Toplantıya katılanlar daha sonra düzenlenen konferansa hareket ettiler. Konferans etkinliği, Çanakkale Onsekiz Mart Üniversitesi himayesinde Çanakkale-Tübingen Troia Vakfı ile REBTEK (Rusya Ekonomi Bilim ve Teknoloji Derneği)’in katkılarıyla, kent içindeki Korfmann Kütüphanesinde gerçekleştirildi. Halka açık olan etkinlik, Çanakkaleliler ve basın tarafından da büyük ilgi gördü. Aynur Hasanova’nın piyano resitali ve slayt gösterisinin ardından açılış konuşmasını Rusya İstanbul Başkonsolosu Andrey Podyelışev yaptı. Çanakkale Onsekiz Mart Üniversitesi Rektörü Prof.Dr. Yücel Acer, Rusya İşbirliği Federal Ajansı (Rossotrudniçestvo) Türkiye Temsilciliği Başkan Yardımcısı Natig Guliyev ve Prof. Dr. Aydın İbrahimov’un konuşmalarından sonra Doç.Dr. Vedat Çalışkan “Gelibolulu Beyaz Ruslar” adlı sunumu gerçekleştirdi.

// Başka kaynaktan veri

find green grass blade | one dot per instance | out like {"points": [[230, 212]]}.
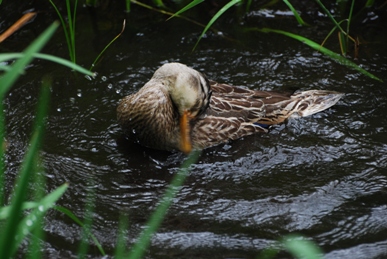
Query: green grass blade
{"points": [[6, 210], [2, 154], [71, 24], [7, 80], [324, 50], [64, 30], [216, 16], [30, 221], [127, 6], [369, 3], [295, 13], [8, 234], [64, 62], [61, 61], [158, 3], [302, 248], [330, 33], [120, 250], [72, 216], [158, 215], [330, 16], [187, 7]]}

Gelibolu’da Beyaz Ruslar konusuna akademik katkıları nedeniyle Aydın İbrahimov, Vedat Çalışkan ve Fetay Soykan’a Rusya İşbirliği Federal Ajansı (Rossotrudniçestvo) Türkiye Temsilciliği tarafından teşekkür plaketleri takdimi gerçekleştirildi. Program, Rusya İstanbul Başkonsolosu Podyelışev’in, konukların ve dinleyicilerin de katıldığı bir kokteyl ile sona erdi.
Aşağıda Beyaz Rusların Gelibolu gurbeti konusunda Türkiye’nin en önemli araştırmacılarından biri olan REBTEK Türkiye Akademik İlişkiler Komisyonu Başkanı Doç. Dr. Vedat Çalışkan’ın Sputnik’e verdiği özel mülakatı ilginize sunuyoruz.
Dünya savaşından sonra Osmanlı Devletine Sığınmacı olarak Gelen Beyaz Ruslar kimdir?
“Beyaz Rus” tanımlaması bir ırk, ulus veya etnik grubu ifade etmemektedir. Bu tanımlama, 1917 Devrimi nedeniyle çıkan iç savaşta Bolşevik güçlerinin “Kızıl Ordu”, Çarlık silahlı kuvvetlerinin de “Beyaz Ordu” olarak adlandırılması ile ilgilidir. Bolşevik Devriminden sonra Karadeniz’i geçerek Türkiye’ye sığınan Ruslar, bu tarihten sonra Beyaz Ruslar olarak anılmıştır. Rusya’da yüzyıllardır Beyaz Rusya olarak anılan bir bölge bulunmakta (günümüzde başkenti Minsk olan Belarus ülkesi) ve burada yaşayanlar “Beyaz Rus” olarak tanınıyorsa da bu bölgenin “Beyaz Rus”larının İstanbul ve Gelibolu’ya giden “Beyaz Rus”larla bir ilgisi bulunmamaktadır.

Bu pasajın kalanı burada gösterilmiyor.